Pense na redação de um manual  com instruções para o uso de um aparelho. As explicações precisam estar muito claras, de forma que quem for usar possa seguir as instruções sem problemas.

Por mais que se escreva pensando o tempo todo no leitor e consumidor do produto, é útil testar a eficiência do manual antes da impressão. Pessoas que não conhecem o aparelho poderão ler o manual e dizer se ele está completo e fácil de entender. Cabe à redatora ouvir com atenção a avaliação dessas pessoas e modificar o texto muitas vezes, até que ele esteja compreensível para o público a que se destina.

Quando o manual é insuficiente ou confuso, o cliente se aborrece duas vezes: em primeiro lugar por não conseguir ler e, em segundo, por não poder usar o produto de maneira adequada.

A redação tem efeito sobre a vida cotidiana. Um manual com informações insuficientes ou confusas pode levar o cliente a enganos no uso do aparelho, correndo o risco de provocar defeito de funcionamento ou até de perder o produto.

Seu texto está fácil de ler?

Verifique se o texto traz as características que tornam a leitura mais agradável.
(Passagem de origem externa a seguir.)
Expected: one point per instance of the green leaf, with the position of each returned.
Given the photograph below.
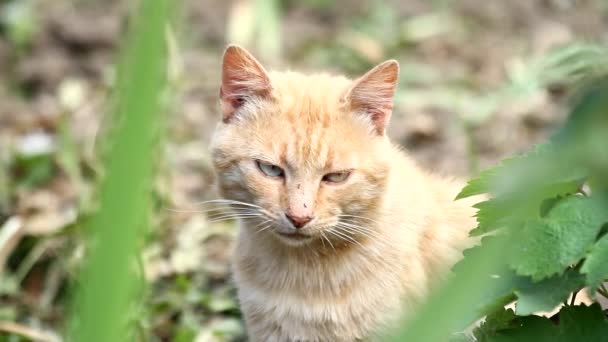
(576, 323)
(546, 294)
(505, 326)
(583, 323)
(596, 265)
(547, 246)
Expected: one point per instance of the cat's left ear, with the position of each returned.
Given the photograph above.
(243, 77)
(373, 94)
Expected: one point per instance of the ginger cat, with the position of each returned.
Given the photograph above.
(340, 231)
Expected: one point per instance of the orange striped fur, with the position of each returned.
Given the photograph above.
(333, 284)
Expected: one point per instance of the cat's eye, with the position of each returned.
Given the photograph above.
(336, 177)
(270, 170)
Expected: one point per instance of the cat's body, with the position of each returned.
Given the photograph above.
(342, 232)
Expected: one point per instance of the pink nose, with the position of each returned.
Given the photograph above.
(299, 221)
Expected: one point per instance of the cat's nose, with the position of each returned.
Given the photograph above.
(298, 221)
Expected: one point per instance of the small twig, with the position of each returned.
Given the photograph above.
(25, 331)
(573, 298)
(602, 290)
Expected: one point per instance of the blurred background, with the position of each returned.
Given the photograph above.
(480, 80)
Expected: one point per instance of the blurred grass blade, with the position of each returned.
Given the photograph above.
(269, 28)
(241, 23)
(105, 299)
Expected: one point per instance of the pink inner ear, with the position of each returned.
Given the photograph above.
(373, 93)
(242, 77)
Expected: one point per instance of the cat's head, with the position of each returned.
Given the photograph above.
(309, 152)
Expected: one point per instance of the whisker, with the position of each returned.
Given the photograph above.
(233, 217)
(328, 240)
(345, 237)
(263, 228)
(359, 217)
(357, 228)
(226, 201)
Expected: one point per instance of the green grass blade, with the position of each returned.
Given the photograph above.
(106, 289)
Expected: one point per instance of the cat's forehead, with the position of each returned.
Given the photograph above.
(309, 97)
(309, 130)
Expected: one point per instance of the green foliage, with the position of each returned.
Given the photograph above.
(111, 282)
(542, 240)
(576, 323)
(554, 228)
(548, 245)
(596, 264)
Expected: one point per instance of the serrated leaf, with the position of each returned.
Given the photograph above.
(576, 323)
(596, 266)
(551, 244)
(505, 326)
(583, 323)
(506, 211)
(547, 294)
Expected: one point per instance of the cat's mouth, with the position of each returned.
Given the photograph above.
(294, 237)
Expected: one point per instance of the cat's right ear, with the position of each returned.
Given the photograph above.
(243, 77)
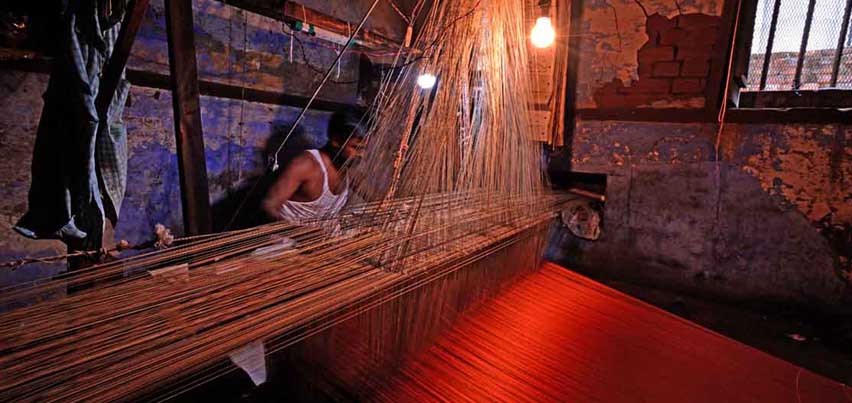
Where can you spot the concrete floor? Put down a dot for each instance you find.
(824, 344)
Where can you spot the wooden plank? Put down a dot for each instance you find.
(120, 53)
(574, 46)
(370, 39)
(192, 165)
(220, 90)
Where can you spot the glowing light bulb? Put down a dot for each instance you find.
(426, 81)
(543, 33)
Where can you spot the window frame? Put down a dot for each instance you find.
(805, 101)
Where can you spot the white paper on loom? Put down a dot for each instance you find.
(252, 359)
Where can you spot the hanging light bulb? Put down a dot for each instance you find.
(543, 33)
(426, 81)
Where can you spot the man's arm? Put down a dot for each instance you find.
(286, 185)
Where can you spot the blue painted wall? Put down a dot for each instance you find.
(233, 47)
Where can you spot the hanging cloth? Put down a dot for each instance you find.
(79, 165)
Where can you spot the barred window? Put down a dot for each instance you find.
(800, 45)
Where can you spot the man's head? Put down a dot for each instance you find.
(346, 136)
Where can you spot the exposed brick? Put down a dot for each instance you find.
(695, 68)
(651, 54)
(675, 37)
(702, 37)
(648, 86)
(666, 69)
(645, 70)
(697, 20)
(687, 86)
(701, 52)
(656, 23)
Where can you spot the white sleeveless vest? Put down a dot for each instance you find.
(328, 204)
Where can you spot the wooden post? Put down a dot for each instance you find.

Leia o texto todo atentamente numa cópia em papel ou digital. Vá sublinhando e anotando nas margens da folha o que precisa ser aperfeiçoado. Caso seja na versão digital, utilize a ferramenta “controlar alterações” e a caixa de comentários para anotações.

Para fazer esse trabalho de análise, talvez seja necessário ler o texto mais de uma vez. Não esmoreça. Seu leitor merece o melhor.

Recapitulando…vejamos então os 4 pontos mais importantes para uma boa revisão:

1. Observe títulos e subtítulos

Veja se você escreveu um título que ajuda o leitor a ativar os conhecimentos que ele tem sobre o assunto. Título e subtítulos estão ajudando o leitor a informar-se sobre o conteúdo do texto e sobre a maneira como foi organizado? Se você escreveu um texto de várias páginas, sem subtítulos, esta é a hora de colocar alguns deles para facilitar a vida do leitor.

2. Observe as palavras que usou

Você está certo de ter usado as palavras mais conhecidas e mais familiares? Substitua as palavras que talvez seu leitor não conheça, explique siglas, abreviaturas e palavras estrangeiras que não puder deixar de usar.

3. Observe a construção das frases

As frases são curtas? Verifique se estão em ordem direta, resolva intercalações e enumerações que encompridam a frase. Use e abuse dos verbos de ação.

4. Procure as pragas do texto e elimine-as

As pragas querem sobreviver, elas resistem ao extermínio. Não diminua a vigilância bem na hora de reconhecê-las e eliminá-las. Corte palavras inúteis, redundâncias, concertos de tuba e quantas pragas mais aparecerem.

Por hoje é só, pessoal! Não se esqueça do nosso lema: Escrever é arte! Revisar faz parte! Até a próxima sessão!